The news was as disagreeable to Fanny as it had been unexpected. She had never received kindness from her aunt Norris, and could not love her.
"I shall be very sorry to go away," said she, with a faltering voice.
"Yes, I dare say you will; _that's_ natural enough. I suppose you have had as little to vex you since you came into this house as any creature in the world."
"I hope I am not ungrateful, aunt," said Fanny modestly.
"No, my dear; I hope not. I have always found you a very good girl."
"And am I never to live here again?"
"Never, my dear; but you are sure of a comfortable home. It can make very little difference to you, whether you are in one house or the other."
Fanny left the room with a very sorrowful heart; she could not feel the difference to be so small, she could not think of living with her aunt with anything like satisfaction. As soon as she met with Edmund she told him her distress.
"Cousin," said she, "something is going to happen which I do not like at all; and though you have often persuaded me into being reconciled to things that I disliked at first, you will not be able to do it now. I am going to live entirely with my aunt Norris."
"Yes; my aunt Bertram has just told me so. It is quite settled. I am to leave Mansfield Park, and go to the White House, I suppose, as soon as she is removed there."
"Well, Fanny, and if the plan were not unpleasant to you, I should call it an excellent one."
"It has everything else in its favour. My aunt is acting like a sensible woman in wishing for you. She is choosing a friend and companion exactly where she ought, and I am glad her love of money does not interfere. You will be what you ought to be to her. I hope it does not distress you very much, Fanny?"

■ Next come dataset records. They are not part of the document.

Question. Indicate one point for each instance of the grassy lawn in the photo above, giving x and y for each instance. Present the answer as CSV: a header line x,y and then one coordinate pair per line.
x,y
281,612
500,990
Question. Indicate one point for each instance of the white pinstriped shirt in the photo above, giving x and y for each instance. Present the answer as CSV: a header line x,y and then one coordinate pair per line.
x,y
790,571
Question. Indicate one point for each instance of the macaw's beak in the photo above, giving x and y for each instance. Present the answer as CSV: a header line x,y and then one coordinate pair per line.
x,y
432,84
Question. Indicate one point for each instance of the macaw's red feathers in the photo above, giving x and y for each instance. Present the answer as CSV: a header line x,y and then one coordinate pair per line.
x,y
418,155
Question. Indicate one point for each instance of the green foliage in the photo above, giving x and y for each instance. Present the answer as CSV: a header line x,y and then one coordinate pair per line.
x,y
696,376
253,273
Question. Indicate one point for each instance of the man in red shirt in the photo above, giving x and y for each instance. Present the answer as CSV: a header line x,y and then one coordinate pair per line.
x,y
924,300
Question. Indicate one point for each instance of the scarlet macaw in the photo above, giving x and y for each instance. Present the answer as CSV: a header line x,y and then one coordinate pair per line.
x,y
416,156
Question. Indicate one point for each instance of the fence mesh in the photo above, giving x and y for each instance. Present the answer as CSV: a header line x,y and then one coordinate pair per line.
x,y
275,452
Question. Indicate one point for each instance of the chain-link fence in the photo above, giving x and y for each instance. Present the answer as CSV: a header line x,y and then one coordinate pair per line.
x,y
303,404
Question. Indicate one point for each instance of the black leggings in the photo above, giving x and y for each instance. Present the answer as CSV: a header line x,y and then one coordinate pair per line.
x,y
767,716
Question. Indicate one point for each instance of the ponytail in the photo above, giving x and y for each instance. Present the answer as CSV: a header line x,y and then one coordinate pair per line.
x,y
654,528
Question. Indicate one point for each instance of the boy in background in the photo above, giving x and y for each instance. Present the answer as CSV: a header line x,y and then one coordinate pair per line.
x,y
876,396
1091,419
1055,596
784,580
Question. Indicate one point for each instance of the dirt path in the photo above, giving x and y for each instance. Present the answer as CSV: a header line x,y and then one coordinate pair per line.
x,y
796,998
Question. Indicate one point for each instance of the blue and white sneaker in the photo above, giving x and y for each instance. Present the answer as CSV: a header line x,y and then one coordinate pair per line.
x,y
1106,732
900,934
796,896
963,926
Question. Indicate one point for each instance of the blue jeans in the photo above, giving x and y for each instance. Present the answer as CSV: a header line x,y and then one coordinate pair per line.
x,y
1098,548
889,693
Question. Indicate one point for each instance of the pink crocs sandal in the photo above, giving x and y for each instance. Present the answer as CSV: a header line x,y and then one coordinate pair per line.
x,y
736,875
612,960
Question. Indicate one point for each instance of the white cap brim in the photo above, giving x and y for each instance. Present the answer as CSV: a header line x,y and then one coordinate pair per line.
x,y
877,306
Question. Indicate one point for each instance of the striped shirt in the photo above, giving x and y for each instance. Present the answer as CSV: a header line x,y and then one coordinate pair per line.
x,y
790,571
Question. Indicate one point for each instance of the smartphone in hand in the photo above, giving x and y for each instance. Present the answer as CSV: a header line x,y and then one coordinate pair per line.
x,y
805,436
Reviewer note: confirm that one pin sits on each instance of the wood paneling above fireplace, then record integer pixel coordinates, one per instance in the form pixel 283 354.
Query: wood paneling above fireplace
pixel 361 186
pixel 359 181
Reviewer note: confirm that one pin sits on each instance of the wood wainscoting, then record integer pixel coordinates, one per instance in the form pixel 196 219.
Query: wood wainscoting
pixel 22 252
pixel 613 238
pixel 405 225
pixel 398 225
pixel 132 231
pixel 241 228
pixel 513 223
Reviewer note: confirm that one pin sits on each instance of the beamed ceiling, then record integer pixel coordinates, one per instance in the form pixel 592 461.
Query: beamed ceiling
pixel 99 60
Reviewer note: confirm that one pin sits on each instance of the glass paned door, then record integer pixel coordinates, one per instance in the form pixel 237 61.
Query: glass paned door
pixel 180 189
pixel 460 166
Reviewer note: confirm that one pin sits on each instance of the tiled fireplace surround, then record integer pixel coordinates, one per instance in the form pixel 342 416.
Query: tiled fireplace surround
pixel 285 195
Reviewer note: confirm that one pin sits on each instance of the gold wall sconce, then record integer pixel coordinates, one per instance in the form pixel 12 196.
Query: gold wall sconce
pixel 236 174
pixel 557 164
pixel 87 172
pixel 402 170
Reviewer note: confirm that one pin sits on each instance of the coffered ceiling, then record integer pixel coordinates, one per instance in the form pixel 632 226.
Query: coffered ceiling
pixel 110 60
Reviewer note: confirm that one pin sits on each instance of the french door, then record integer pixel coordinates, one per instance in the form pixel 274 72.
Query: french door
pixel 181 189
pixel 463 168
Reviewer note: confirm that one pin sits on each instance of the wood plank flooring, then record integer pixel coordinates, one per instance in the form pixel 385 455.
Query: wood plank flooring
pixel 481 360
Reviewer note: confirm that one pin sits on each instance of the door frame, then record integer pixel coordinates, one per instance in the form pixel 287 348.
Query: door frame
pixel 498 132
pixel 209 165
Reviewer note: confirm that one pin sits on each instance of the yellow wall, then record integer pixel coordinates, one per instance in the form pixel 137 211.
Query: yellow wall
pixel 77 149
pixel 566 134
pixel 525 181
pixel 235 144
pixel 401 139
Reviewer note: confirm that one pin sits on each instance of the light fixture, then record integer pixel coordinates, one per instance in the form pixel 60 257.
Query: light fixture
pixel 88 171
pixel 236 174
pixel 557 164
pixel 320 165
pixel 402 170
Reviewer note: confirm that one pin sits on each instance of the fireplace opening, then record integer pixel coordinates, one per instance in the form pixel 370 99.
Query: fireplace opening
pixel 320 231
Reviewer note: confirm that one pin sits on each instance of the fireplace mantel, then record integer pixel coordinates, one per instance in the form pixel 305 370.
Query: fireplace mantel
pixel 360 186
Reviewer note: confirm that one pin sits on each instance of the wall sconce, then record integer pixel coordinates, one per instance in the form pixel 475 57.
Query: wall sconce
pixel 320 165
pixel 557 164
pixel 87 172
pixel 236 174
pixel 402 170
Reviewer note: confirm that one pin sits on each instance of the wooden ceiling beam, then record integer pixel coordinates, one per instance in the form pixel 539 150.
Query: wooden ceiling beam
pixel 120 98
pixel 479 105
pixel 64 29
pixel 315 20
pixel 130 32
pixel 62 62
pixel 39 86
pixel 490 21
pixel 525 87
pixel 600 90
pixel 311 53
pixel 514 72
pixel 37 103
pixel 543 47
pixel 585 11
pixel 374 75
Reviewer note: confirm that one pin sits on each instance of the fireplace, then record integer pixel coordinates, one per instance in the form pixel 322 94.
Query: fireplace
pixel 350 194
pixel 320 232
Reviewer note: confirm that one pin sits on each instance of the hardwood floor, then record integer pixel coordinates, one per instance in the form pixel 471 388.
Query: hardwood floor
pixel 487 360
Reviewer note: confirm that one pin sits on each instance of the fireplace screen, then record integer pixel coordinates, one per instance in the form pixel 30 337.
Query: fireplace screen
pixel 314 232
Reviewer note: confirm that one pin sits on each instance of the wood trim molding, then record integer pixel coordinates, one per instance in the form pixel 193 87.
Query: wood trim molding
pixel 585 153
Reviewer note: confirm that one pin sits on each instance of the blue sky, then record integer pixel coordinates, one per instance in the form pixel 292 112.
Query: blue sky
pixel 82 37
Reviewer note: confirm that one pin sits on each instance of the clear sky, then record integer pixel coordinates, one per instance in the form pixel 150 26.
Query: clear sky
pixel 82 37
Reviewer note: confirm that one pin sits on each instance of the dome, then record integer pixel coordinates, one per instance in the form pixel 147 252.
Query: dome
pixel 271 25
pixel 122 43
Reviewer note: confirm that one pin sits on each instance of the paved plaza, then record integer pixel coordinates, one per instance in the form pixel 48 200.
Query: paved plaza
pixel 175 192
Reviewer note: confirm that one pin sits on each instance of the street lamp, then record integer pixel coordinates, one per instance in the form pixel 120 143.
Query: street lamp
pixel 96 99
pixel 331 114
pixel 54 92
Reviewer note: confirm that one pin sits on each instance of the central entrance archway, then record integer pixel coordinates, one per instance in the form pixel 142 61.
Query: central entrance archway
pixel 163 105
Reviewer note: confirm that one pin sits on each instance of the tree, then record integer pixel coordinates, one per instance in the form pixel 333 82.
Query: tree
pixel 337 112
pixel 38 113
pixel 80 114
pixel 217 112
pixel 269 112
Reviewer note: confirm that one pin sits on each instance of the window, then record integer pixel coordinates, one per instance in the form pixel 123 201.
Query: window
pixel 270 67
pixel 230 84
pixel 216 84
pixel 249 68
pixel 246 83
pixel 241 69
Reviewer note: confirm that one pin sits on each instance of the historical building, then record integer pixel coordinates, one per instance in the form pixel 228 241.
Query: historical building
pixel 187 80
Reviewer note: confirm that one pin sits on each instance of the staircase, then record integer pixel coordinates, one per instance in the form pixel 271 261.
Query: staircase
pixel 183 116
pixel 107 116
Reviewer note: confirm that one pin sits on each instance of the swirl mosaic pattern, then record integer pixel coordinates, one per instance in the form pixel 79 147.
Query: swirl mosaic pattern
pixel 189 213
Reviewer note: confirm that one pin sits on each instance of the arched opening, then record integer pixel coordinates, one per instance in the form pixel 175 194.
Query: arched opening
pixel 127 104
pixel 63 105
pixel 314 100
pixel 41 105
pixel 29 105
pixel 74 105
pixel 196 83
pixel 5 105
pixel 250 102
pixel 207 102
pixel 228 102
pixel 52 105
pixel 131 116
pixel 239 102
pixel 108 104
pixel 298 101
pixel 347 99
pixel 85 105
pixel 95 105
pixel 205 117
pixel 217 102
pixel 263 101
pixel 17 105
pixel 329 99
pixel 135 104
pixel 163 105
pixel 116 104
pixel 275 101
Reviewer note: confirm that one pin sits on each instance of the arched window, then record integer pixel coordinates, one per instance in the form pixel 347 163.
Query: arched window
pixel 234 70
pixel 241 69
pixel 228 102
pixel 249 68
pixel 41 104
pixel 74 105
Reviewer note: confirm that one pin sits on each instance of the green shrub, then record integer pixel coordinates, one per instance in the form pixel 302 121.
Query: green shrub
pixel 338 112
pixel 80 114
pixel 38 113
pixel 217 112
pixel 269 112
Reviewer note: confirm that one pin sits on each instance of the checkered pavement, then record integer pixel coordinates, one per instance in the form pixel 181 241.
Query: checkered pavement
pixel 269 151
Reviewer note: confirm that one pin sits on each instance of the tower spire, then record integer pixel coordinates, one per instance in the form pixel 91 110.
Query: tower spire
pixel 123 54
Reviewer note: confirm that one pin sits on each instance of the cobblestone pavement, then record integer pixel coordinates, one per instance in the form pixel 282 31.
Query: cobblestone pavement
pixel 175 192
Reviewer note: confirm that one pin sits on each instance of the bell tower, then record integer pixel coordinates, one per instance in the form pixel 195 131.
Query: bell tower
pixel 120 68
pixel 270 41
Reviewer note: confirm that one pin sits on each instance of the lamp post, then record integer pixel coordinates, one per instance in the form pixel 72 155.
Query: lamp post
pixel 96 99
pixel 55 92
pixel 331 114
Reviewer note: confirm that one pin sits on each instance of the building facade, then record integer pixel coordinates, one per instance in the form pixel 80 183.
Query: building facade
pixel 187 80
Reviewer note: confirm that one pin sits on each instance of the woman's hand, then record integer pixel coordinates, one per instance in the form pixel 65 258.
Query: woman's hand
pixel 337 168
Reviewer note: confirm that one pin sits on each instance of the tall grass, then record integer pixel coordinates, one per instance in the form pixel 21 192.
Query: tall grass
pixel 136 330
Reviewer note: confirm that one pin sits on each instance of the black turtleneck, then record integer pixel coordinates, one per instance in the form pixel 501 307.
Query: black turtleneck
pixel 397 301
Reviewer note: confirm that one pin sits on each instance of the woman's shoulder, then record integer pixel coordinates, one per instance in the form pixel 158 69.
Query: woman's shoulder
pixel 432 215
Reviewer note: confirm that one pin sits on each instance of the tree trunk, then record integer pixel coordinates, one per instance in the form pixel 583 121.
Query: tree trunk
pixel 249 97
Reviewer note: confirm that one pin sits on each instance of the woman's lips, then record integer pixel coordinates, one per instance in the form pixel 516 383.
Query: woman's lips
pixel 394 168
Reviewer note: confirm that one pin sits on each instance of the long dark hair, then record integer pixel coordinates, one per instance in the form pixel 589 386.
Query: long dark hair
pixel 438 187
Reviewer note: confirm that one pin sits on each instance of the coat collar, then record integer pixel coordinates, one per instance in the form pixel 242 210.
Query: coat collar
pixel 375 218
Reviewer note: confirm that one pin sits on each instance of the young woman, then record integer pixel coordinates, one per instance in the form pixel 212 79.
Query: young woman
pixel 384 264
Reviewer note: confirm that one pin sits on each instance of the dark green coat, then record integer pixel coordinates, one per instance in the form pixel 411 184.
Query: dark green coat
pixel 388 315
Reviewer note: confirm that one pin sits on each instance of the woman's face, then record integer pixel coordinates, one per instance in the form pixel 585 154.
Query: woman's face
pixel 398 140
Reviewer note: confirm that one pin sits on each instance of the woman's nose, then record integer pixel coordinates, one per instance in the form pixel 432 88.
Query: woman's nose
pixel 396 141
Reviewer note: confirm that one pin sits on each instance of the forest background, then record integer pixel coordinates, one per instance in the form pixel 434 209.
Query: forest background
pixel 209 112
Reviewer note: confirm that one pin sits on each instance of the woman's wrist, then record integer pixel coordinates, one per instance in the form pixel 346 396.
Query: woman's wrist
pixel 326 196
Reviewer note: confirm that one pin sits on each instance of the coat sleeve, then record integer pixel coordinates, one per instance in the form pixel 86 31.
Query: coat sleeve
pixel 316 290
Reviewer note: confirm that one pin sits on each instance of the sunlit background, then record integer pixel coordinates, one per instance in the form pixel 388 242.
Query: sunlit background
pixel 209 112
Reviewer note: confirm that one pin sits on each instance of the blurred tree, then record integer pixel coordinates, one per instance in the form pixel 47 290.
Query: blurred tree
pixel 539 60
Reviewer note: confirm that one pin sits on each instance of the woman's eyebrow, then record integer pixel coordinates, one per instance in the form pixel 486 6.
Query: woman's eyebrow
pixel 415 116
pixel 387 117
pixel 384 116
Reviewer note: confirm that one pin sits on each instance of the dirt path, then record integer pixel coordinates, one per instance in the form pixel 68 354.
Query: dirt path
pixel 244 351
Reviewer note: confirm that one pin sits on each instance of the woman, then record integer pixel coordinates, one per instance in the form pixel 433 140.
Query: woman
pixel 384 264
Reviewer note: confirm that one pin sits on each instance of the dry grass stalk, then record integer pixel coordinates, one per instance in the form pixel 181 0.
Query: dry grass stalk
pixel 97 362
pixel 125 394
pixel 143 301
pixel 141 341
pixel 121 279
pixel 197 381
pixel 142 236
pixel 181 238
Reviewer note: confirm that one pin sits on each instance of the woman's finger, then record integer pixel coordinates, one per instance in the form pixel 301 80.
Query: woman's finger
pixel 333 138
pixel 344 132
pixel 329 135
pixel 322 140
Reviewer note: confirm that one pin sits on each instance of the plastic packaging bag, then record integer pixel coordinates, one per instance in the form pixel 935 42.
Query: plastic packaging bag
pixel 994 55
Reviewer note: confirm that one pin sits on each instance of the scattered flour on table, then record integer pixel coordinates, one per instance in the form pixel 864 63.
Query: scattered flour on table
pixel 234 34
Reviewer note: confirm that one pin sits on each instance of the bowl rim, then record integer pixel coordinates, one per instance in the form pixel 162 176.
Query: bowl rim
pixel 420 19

"Indeed it does: I cannot like it. I love this house and everything in it: I shall love nothing there. You know how uncomfortable I feel with her."
"I can say nothing for her manner to you as a child; but it was the same with us all, or nearly so. She never knew how to be pleasant to children. But you are now of an age to be treated better; I think she is behaving better already; and when you are her only companion, you _must_ be important to her."
"I can never be important to any one."
"What is to prevent you?"
"Everything. My situation, my foolishness and awkwardness."
"As to your foolishness and awkwardness, my dear Fanny, believe me, you never have a shadow of either, but in using the words so improperly. There is no reason in the world why you should not be important where you are known. You have good sense, and a sweet temper, and I am sure you have a grateful heart, that could never receive kindness without wishing to return it. I do not know any better qualifications for a friend and companion."
"You are too kind," said Fanny, colouring at such praise; "how shall I ever thank you as I ought, for thinking so well of me. Oh! cousin, if I am to go away, I shall remember your goodness to the last moment of my life."
"Why, indeed, Fanny, I should hope to be remembered at such a distance as the White House. You speak as if you were going two hundred miles off instead of only across the park; but you will belong to us almost as much as ever. The two families will be meeting every day in the year. The only difference will be that, living with your aunt, you will necessarily be brought forward as you ought to be. _Here_ there are too many whom you can hide behind; but with _her_ you will be forced to speak for yourself."
"Oh! I do not say so."
"I must say it, and say it with pleasure. Mrs. Norris is much better fitted than my mother for having the charge of you now.